07/11/2025 - 21/11/2025

Installation view, The Five Sisters, Siobhan McLaughlin, A_Place, 2025

 

Installation view, The Five Sisters, Siobhan McLaughlin, A_Place, 2025

 

Installation view, The Five Sisters, Siobhan McLaughlin, A_Place, 2025

 

Siobhan McLaughlin, No More Tip Men, 2025, 80 x 100 cm, earth pigment from Five Sister shale, earth pigment from Gunwalloe and oil paint on sewn remnant materials

 

Siobhan McLaughlin, Fragment of the Five Sisters III, 2025, 12 x 15 cm, earth pigment from Five Sister shale, earth pigment from Gunwalloe and oil on remnant linen; Fragment of the Five Sisters I, 2025, 18 x 12 cm, earth pigment from Five Sister shale, earth pigment from Gunwalloe, earth pigment from Geevor Mine, and oil on remnant material; Primary Succession, 2025, 44 x 31 cm, earth pigment from Five Sister shale on sewn remnant materials

 

Siobhan McLaughlin, Date of Exhaustion, 2025, 80 x 100 cm, earth pigment from Five Sister shale, earth pigment from Gunwalloe, oil and acrylic on sewn remnant materials

 

Siobhan McLaughlin, Pioneer Species, 2025, 42 x 31 cm, earth pigment from Five Sister shale and acrylic on sewn remnant materials

 

The Five Sisters
Siobhan McLaughlin
A_Place Gallery
07/11 – 21/11/2025

At the heart of Siobhan McLaughlin’s work, is a desire to reconnect us with what it means to exist in relationship to the land. For many artists today, and certainly historically, this well-meaning impulse usually results in work that reflexively depicts a romanticised version of the ‘view’. A visual cue implying that there exists a version of the land that is pure nature. But what even is the natural state? The British Isles have a history of human intervention that is so old that many of its views and features deemed to be ‘natural’ are far from it; an example being plantations of Scots Pine trees, often mistaken for natural formations, but actually planted by industry. Herein lies a complex reality we face as humans. Our existence predicts a certain amount of mark left upon our environment – the question is, to what scale and effect?

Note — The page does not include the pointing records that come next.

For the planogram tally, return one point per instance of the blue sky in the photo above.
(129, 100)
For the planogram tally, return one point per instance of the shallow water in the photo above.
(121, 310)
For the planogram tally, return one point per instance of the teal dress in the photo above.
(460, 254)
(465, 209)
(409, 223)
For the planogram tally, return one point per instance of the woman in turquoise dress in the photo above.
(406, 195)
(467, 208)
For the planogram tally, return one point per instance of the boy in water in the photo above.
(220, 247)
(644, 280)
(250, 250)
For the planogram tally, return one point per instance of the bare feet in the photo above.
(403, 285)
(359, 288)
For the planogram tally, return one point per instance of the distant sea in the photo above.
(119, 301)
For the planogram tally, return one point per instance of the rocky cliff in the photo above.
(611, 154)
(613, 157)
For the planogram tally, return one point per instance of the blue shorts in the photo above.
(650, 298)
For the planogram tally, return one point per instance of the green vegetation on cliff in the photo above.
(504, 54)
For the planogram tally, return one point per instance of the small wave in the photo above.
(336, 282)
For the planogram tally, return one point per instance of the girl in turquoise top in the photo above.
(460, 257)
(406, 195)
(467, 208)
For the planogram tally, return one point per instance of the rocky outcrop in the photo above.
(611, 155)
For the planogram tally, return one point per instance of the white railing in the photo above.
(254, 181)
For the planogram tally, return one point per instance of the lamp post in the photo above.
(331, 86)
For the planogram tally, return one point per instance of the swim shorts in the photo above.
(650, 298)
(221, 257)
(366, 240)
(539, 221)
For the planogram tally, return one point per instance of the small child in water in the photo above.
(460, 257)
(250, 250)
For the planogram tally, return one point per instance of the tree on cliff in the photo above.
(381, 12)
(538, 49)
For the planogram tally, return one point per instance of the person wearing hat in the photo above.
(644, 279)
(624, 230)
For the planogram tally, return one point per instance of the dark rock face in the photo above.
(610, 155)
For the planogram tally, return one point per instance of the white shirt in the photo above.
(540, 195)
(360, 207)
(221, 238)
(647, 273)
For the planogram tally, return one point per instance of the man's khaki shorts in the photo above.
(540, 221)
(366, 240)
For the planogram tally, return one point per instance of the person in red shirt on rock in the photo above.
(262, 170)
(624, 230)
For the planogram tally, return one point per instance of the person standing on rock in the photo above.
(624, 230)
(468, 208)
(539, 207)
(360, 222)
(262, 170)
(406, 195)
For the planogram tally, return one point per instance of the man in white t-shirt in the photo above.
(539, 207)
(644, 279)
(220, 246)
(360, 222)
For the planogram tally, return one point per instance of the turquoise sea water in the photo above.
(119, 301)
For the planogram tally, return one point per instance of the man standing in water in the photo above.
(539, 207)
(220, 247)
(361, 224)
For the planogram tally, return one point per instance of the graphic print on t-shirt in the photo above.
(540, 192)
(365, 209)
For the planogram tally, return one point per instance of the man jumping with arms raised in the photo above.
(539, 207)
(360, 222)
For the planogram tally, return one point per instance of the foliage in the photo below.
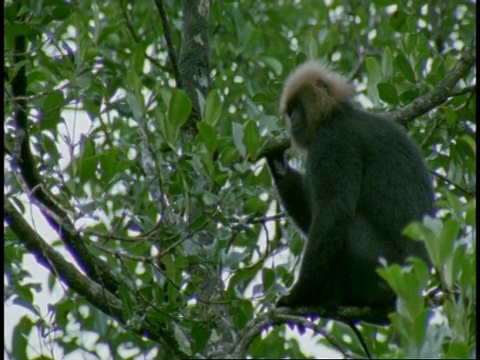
(190, 223)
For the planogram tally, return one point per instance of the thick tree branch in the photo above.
(24, 159)
(145, 324)
(168, 40)
(420, 106)
(288, 316)
(440, 93)
(193, 63)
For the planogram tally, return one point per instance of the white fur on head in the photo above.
(320, 91)
(309, 72)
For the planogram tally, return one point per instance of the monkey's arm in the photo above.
(334, 171)
(291, 188)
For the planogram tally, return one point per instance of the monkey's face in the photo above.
(298, 124)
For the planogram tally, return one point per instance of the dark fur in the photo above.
(365, 180)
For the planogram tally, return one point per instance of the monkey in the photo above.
(365, 179)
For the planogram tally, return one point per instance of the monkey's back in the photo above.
(395, 185)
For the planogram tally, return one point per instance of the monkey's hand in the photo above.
(284, 301)
(277, 164)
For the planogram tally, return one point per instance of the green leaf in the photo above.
(387, 63)
(138, 58)
(237, 132)
(274, 64)
(208, 136)
(405, 67)
(20, 336)
(268, 278)
(251, 139)
(200, 336)
(387, 93)
(213, 108)
(179, 109)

Travelling through the Central Belt of Scotland, McLaughlin has always wondered about these strange red hills rising seemingly out of nowhere. They are the Five Sisters (maybe a sardonic nod to the Three Sisters in Glen Coe), enormous shale bings, an outcome of the shale oil industry operating from the mid-19th to the mid-20th century. Today, covered as they are in grasses and scrub, they silently pass as potentially natural hills, a literal uncanny valley. Yet their obscurity veils a complicated history, one full of extraction, exploitation and social change.

McLaughlin’s paintings are a holistic response to the land’s fraught history. The works are made from predominantly two different earth pigments gathered at the site; one the characteristic rust-red of the shale, and the other a grey pulverised stone, found at the foot of the bing, part of a current flood prevention project. McLaughlin works with the deliberate process of grinding rock and making her own paints, which she then applies to remnant textiles, the seams visible, the edges often unfinished. The whole process is slow, considered and gentle. The contrast of these quietly powerful works made by hand in response to the mechanical mass extraction of something rapidly burned up for energy is stark. McLaughlin’s works are made from cast offs, waste material, and actual pollution. They are transformed. Much like the bings themselves, now designated as a Scheduled Monument, and an important site of recovering biodiversity, encouraging the growth of species that would not be there had the bings not been formed. Nature, like the works, is both at once fragile and resilient. By choosing to work in this way and in her use of materiality, McLaughlin ventures to do the difficult task of acknowledging and critiquing historic uses of the land, and at the same time offering new ways to think about our relationship to it – in other words, to offer hope.